The Renaissance Technologies Medallion fund is one of the most successful hedge funds in history, earning an average profit of 80% per year over the last quarter of a century. The IRS believes the fund has been successful— too successful— at dodging taxes.

A report from Bloomberg today details an ongoing dispute between Renaissance and the IRS, which seems to feel that its creative accounting for its profits has been somewhat too creative. Keep in mind, first of all, that this is a hedge fund so successful that it stopped taking new investors decades ago, because if it hadn't, all of the world's money would currently be invested in it. It is now almost exclusively the money of Renaissance employees. It averages EIGHTY FUCKING PERCENT profits per year. It would seem that paying taxes on such a bonanza would not be too onerous. Nevertheless, Renaissance had to go and get creative.

Essentially, according to Bloomberg, the fund has found an accounting trick that it uses to reclassify its short-term investing profits as long-term investing profits.

The top federal rate on long-term capital gains, derived from selling investments held for more than a year, is currently 20 percent, compared with 39.6 percent imposed on wages and investments of less than a year. Before this year, the short-term rate was 35 percent and the long-term was 15 percent. The Medallion fund trades stocks and futures so frequently that, absent the tax maneuver, it would generate mostly short-term gains, said the people with knowledge of the matter.

Renaissance, in essence, filtered its investments through a bank in order to claim that they were making long-term capital gains, when in fact they were making short-term trading profits. Then they paid the lower tax rate. The IRS calls this an "end run" around tax law.

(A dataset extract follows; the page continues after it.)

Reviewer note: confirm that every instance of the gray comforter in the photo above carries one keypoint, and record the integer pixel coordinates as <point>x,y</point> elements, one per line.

You don't have to be a tax lawyer to appreciate the simple fact that a group of millionaire hedge fund employees can afford to pay a normal tax rate, to make their fair contribution to this nation that enables them to get so, so fucking rich. Also, capital gains should be taxed as normal income. There's no reason in the world you and I and everyone who works for a paycheck should be paying higher tax rates than hedge fund millionaires— whether because hedge funders can afford better tax scams, or because they can afford to lobby Congress for tax breaks they don't need or deserve.